Blade File Transfer System 2.1
This file transfer solution effectively mitigates the problems of unreliable networks by restarting interrupted file transfers where they left off. However, it has a major security loophole.
February 16, 2010
Those of us who live in areas that offer multi-megabit-per-second broadband Internet connections can easily forget that fast and reliable communication isn't the norm in many parts of the world. Some areas suffer with the vagaries of aged telephone networks and satellite links, which can make transferring large files difficult or even impossible.
Blade File Transfer System 2.3 mitigates the problems of unreliable networks by letting you restart interrupted file transfers where they left off, which is a boon when you can't get continuous connectivity to a remote server. It sports other useful features, such as a web-client interface in addition to the native Windows client, a command-line utility that can synchronize directories while minimizing data transfers, and email notification of transfer status.

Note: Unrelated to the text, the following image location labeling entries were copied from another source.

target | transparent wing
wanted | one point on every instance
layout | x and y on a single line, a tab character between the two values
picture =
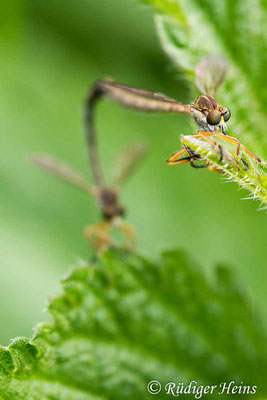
210	73
126	163
64	172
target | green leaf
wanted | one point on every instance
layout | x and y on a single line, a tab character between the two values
236	30
123	321
249	174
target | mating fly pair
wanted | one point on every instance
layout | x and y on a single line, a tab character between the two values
208	114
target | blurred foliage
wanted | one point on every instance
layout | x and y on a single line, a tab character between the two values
125	320
50	54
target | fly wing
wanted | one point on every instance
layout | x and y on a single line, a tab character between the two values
64	172
210	73
126	163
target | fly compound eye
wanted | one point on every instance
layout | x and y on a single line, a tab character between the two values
226	114
214	117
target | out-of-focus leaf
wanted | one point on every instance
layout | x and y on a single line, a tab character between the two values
123	321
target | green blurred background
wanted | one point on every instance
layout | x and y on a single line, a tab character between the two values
51	52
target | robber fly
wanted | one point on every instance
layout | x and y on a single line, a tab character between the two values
209	115
103	233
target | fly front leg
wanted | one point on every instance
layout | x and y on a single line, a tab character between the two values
205	135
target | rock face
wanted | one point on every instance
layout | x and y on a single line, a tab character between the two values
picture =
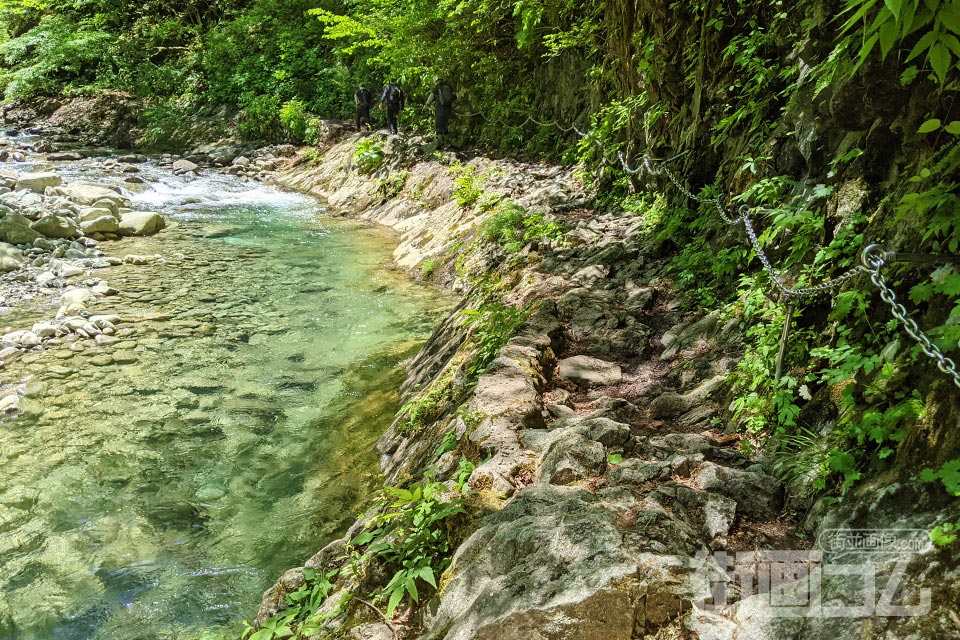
87	194
141	223
16	232
11	258
586	371
38	182
549	565
53	226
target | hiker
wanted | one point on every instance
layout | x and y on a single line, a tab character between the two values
393	97
363	98
442	98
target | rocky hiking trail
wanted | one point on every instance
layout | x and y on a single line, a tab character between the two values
603	472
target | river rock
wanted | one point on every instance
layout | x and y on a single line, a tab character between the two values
71	297
671	405
571	457
181	167
38	182
10	404
44	329
103	224
22	338
551	559
53	226
87	194
16	232
11	258
141	223
98	212
62	156
589	372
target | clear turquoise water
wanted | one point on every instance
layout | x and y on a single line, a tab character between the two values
157	492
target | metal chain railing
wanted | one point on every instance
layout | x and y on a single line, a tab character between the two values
873	257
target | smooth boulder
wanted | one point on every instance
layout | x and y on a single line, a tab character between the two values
53	226
141	223
39	181
11	258
15	232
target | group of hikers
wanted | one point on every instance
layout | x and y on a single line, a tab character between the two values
394	100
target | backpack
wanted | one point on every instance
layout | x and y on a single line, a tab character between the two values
446	96
394	96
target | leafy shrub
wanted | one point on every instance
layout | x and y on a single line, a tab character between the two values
408	534
294	119
368	155
493	325
512	226
261	117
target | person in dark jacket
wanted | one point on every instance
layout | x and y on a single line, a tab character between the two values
442	98
393	97
363	98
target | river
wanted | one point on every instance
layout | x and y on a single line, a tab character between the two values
157	483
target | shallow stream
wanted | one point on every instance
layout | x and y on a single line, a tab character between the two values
157	483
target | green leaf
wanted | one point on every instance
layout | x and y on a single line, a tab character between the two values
888	37
427	574
395	598
929	475
944	534
940	61
411	586
921	292
856	17
363	538
909	75
894	7
922	45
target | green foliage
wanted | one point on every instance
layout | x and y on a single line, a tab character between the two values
294	119
261	117
427	269
368	155
393	184
468	185
278	626
427	406
948	474
493	325
944	534
512	227
889	23
407	533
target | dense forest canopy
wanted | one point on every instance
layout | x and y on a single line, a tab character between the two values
839	117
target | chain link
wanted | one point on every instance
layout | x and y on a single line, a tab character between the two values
873	260
873	257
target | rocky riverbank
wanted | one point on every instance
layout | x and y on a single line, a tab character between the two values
604	484
57	234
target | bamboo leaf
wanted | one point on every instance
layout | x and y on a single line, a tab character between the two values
894	7
427	574
888	37
940	61
922	45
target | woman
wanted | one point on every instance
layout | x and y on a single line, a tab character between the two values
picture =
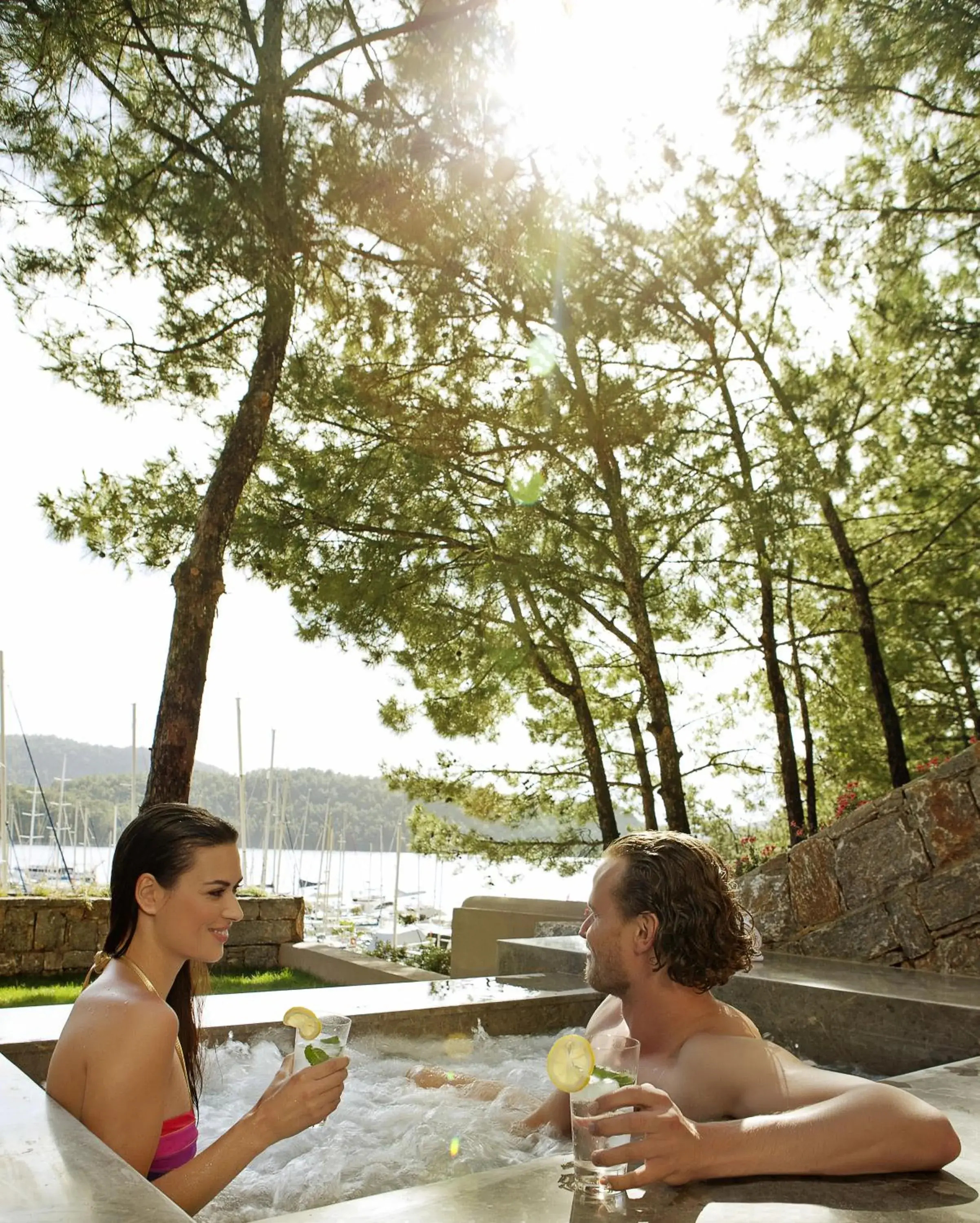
129	1061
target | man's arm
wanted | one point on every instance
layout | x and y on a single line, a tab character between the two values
790	1119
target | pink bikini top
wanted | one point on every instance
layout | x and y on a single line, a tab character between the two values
177	1146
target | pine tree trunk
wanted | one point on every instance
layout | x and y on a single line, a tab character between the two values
199	579
966	677
801	684
891	726
868	631
573	691
788	767
661	727
643	772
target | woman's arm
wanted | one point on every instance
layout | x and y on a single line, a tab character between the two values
291	1104
126	1083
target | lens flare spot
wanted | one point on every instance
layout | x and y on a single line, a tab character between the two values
541	356
525	487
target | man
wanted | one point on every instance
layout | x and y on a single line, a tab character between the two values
714	1099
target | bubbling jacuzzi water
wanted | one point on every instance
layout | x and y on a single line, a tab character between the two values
387	1133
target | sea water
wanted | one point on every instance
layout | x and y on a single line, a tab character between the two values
387	1133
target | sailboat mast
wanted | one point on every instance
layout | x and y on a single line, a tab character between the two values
398	865
4	836
241	801
268	816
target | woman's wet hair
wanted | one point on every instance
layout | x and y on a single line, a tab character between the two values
704	936
163	842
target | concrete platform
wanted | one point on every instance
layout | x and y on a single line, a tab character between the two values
340	967
853	1017
539	1193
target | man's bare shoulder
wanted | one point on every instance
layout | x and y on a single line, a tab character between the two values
606	1018
730	1022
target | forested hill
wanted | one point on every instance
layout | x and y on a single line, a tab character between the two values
99	781
80	760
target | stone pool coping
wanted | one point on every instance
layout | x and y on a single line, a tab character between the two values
53	1170
529	1003
533	1193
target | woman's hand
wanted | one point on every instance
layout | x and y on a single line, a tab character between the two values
293	1102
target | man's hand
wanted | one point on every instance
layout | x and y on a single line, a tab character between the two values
669	1144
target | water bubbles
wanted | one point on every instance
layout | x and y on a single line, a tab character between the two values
459	1045
387	1133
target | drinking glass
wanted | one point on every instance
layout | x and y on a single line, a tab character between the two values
617	1066
329	1044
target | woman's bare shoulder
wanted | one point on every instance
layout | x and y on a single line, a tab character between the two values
114	1011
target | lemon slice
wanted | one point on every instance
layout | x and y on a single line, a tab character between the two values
571	1063
305	1023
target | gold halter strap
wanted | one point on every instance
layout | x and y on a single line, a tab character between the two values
153	989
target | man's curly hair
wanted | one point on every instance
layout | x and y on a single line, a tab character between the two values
704	935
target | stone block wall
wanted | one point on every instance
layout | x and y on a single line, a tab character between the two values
895	882
53	935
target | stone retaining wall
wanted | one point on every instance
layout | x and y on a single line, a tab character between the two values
52	935
895	882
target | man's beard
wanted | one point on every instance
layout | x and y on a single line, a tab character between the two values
606	978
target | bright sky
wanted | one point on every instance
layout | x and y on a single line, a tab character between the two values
85	642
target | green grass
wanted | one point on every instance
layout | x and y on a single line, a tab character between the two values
274	979
54	991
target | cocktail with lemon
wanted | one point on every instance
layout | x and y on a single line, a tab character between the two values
588	1071
318	1038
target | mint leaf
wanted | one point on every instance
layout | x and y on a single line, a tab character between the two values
622	1078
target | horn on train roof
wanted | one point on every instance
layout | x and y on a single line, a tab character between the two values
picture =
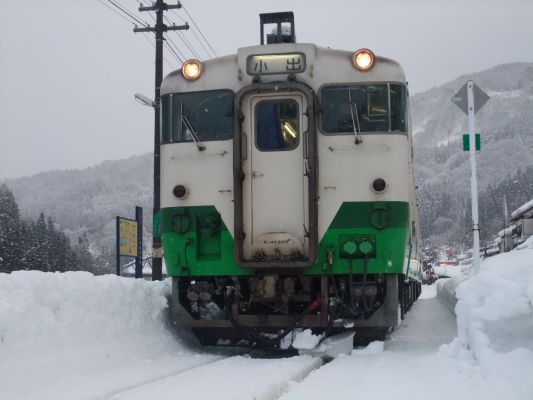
283	31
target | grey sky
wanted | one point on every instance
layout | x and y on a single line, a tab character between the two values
69	68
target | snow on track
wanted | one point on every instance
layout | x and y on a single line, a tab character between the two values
408	366
233	378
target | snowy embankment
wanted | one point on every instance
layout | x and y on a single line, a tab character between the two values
77	336
495	321
494	310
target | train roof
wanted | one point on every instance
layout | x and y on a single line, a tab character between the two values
323	66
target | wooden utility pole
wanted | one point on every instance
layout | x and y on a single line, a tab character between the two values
159	7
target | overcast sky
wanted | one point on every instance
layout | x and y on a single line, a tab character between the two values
69	68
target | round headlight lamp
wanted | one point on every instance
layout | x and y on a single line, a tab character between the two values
180	191
379	185
363	59
191	69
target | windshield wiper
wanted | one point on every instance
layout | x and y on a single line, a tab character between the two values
356	129
194	135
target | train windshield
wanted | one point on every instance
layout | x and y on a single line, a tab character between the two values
197	116
363	108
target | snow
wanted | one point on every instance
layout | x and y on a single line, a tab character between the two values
303	340
522	209
495	320
507	231
233	378
83	337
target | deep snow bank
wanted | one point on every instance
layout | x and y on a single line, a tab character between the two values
76	336
495	320
77	308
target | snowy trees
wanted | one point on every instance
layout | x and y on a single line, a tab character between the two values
37	245
11	231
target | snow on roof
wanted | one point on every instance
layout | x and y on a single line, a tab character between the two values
522	209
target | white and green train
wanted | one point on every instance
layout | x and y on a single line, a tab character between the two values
287	192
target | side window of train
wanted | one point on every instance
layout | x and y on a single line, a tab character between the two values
205	115
277	125
363	108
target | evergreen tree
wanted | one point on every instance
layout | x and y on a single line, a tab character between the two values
11	231
85	260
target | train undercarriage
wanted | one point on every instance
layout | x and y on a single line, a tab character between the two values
263	310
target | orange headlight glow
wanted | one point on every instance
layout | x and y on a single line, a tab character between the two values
363	59
191	70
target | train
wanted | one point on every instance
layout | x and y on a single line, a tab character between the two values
287	190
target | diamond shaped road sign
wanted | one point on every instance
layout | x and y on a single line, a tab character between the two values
461	98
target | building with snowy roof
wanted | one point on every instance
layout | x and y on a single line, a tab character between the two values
521	230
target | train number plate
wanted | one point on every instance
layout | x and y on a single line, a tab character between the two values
268	64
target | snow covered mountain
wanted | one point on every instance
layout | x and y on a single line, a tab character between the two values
88	200
442	167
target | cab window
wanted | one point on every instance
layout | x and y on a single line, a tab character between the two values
363	108
276	125
206	116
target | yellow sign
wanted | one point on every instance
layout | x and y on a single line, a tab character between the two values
128	237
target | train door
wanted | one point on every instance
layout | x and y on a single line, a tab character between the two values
275	187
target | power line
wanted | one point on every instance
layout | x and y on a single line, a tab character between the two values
173	51
196	36
153	45
185	41
122	8
159	29
194	23
176	47
116	12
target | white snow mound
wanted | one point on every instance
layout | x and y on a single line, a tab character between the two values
495	320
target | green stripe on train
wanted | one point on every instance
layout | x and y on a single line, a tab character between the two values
196	241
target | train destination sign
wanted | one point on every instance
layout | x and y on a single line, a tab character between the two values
269	64
128	237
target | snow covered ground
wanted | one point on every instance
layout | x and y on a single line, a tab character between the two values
76	336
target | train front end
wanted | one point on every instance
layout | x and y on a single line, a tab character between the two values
287	194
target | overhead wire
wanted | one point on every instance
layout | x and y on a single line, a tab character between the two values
116	12
194	23
128	13
193	30
184	40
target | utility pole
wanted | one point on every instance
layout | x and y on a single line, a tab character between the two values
470	98
159	7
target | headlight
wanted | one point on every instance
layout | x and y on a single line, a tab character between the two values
379	185
191	69
363	59
180	191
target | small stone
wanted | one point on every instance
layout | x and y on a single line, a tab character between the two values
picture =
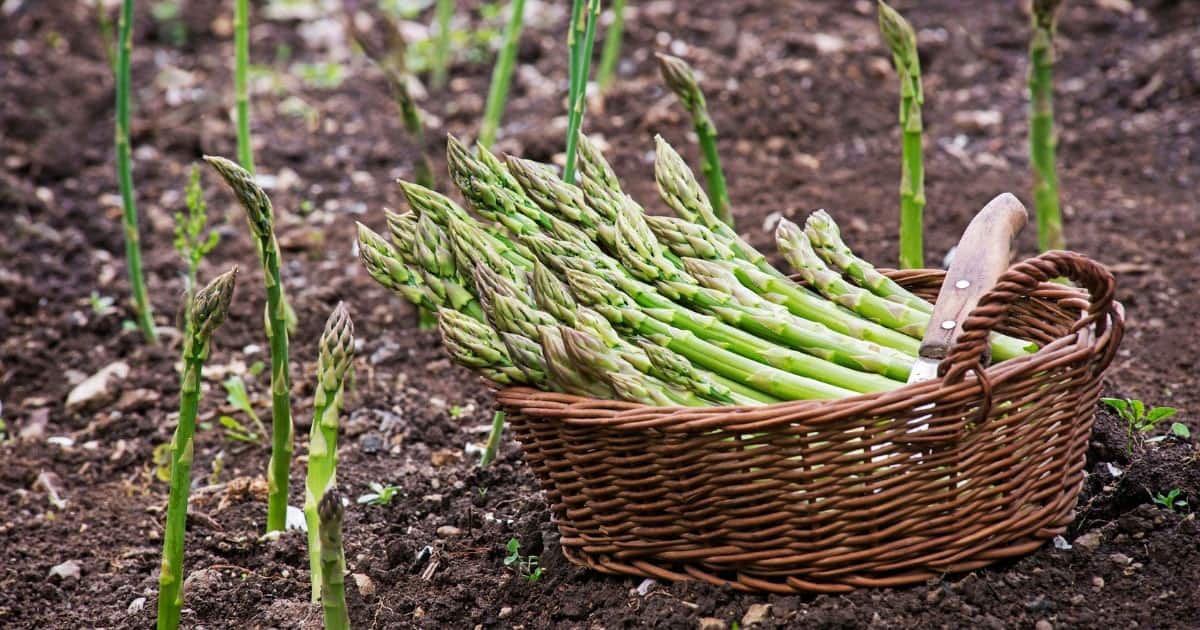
755	615
69	569
1089	541
97	389
364	583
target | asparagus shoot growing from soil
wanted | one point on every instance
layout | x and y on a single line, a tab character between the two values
207	311
1042	133
580	39
333	562
142	310
334	360
391	64
442	46
682	81
493	441
241	65
502	75
611	53
191	240
261	217
903	41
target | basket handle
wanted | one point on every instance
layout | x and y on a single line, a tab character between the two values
1019	281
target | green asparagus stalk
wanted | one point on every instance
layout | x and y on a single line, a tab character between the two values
601	364
475	345
622	311
241	65
611	52
493	441
385	267
142	307
205	313
261	217
798	251
442	45
1042	135
333	361
903	41
333	562
502	75
826	239
682	81
581	37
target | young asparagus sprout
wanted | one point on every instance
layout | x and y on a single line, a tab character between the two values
682	81
502	75
207	311
903	41
241	67
1043	141
142	309
334	360
580	39
333	562
261	217
611	53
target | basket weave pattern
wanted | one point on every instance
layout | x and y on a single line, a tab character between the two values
828	496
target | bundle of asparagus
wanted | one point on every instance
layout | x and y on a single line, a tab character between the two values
576	289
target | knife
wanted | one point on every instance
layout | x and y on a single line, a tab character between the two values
979	259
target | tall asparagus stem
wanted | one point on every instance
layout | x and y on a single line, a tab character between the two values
682	81
580	40
826	239
442	46
333	361
391	64
207	311
903	42
333	562
261	217
502	75
143	312
611	53
1042	135
241	64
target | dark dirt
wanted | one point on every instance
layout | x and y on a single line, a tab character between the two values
807	121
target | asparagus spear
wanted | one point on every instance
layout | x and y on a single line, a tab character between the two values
261	217
682	81
384	264
1042	136
205	313
603	364
475	345
798	251
826	239
903	41
622	311
333	361
142	307
333	562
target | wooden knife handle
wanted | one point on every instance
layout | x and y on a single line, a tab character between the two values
982	256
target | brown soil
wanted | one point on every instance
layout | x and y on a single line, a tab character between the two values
807	121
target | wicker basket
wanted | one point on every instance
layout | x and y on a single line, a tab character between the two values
828	496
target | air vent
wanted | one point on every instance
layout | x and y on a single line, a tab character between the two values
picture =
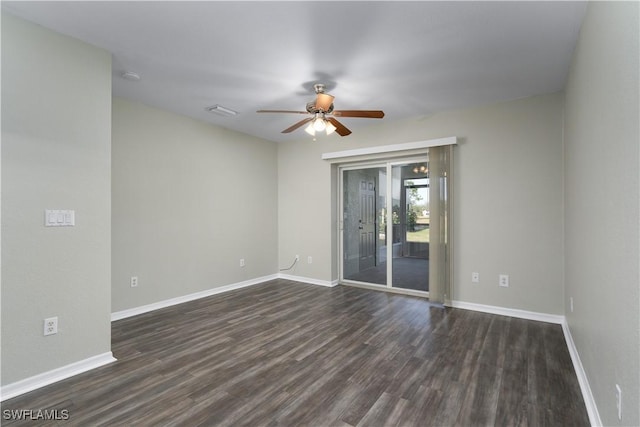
223	111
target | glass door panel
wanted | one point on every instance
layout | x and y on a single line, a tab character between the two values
364	225
395	228
410	195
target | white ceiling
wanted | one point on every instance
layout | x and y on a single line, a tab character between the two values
406	58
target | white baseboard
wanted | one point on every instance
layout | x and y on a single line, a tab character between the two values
308	280
118	315
592	409
589	401
511	312
32	383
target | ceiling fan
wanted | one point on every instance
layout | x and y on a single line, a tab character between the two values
323	116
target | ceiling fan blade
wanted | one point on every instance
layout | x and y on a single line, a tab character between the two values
324	101
340	128
297	125
370	114
282	111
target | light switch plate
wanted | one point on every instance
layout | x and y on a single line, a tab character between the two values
59	218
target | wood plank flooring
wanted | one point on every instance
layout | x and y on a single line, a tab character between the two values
291	354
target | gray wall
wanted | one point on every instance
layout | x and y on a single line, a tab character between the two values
508	199
56	148
189	201
602	206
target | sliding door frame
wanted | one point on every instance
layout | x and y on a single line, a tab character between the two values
388	164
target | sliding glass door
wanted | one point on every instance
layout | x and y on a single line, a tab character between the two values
395	224
363	219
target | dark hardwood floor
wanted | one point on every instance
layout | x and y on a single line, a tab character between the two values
290	354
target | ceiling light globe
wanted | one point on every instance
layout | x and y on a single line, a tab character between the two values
310	130
319	125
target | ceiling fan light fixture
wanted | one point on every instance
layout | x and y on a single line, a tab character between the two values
330	128
319	124
310	129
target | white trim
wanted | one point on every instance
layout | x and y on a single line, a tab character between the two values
118	315
381	149
326	283
589	401
511	312
385	288
32	383
587	396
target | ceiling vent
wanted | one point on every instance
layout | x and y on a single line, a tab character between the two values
223	111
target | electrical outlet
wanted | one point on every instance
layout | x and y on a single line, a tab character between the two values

Why not just use FTP? FTP is an insecure protocol that can open your server to hacker attacks. Although other secure file transfer solutions exist—such as FTP over SSL (FTPS) in Windows Server 2008's IIS 7.0 and the restart-enabled open-source FileZilla (filezilla-project.org)—they lack the convenient web GUI supplied by Blade File Transfer System.
Hard to Install But Easy to Use
Installing Blade File Transfer System isn't for the faint of heart. The bundled installer merely extracts a minimal installer and a how-to PDF document describing post-installation steps, which are numerous. For example, you must manually set IIS directory permissions, generate and install an SSL certificate, and create an IIS application pool. The installer could automate these steps to greatly simplify the setup process and head off potential missteps. In addition to the post-installation steps, you must manually create users' download and upload folders.
Once installed, however, Blade File Transfer System is straightforward to run. Users can install a native Windows client or access a web portal that downloads a .NET runtime file transfer utility. In both the Windows and web GUIs, the user simply selects files to be transferred and initiates the copy operation. This is where the system's fault tolerance comes into play. If the client's network connection is broken or if the server gets rebooted, Blade File Transfer System automatically restarts the file transfer from where it left off, without missing a byte.
The Advantages
On slow, unreliable networks, large file transfers could take hours or days—longer than anyone wants to sit around waiting. Blade File Transfer System has a convenient email notification feature that lets you know when a transfer completes or if a restart is required. Its command-line utility lets you synchronize files between a server and client, copying only the files that have changed, minimizing the amount of data that must be copied to maintain parallel file repositories. (This feature isn't available through either GUI.)
Blade File Transfer System has a few other advantages, such as the ability to move files up to a terabyte in size, which is far larger than the files you can move with Microsoft's FTPS utility. In addition, the files will pass through most firewalls without special configuration requirements because the system uses SSL/Transport Layer Security (TLS) transport, which is also known as HTTP Secure (HTTPS) transport.
The Disadvantages
Blade File Transfer System has a couple negatives—and one is serious. If you neglect to install a digital certificate, it authenticates users and transfers files without encryption. More important, it doesn't warn you by sending a message to the client or logging an error on the server. Nothing in the installation process forces you to install a certificate, which is an easy step to miss, especially given the minimal guidance about SSL provided in the installation guide. This oversight contravenes enterprise-level security practices, which is to fail in a “safe” state, especially for a product at this price that claims data protection as a major feature. Even worse, the system fails to record in its audit log that encryption isn't operational. Even a basic web browser clearly depicts when a session is unencrypted. Blade File Transfer System should display the security status during transfers, log that status for every file moved, and alert users when data is being sent unencrypted.
The second negative is a buyer's caveat: Blade File Transfer System requires separate CALs for each user (including web and command-line users) and comes bundled with only five CALs. This could be a deployment limitation if you're looking for a way to interact with many customers in, for example, a tech support environment.
Useful But Needs Work
If you need to securely move large or numerous files on less-then-perfect networks or if you want to give your users a simple web-based file transfer interface, Blade File Transfer System is a useful solution. However, the serious security flaw I found regarding unenforced encryption must be remedied before I can recommend it wholeheartedly.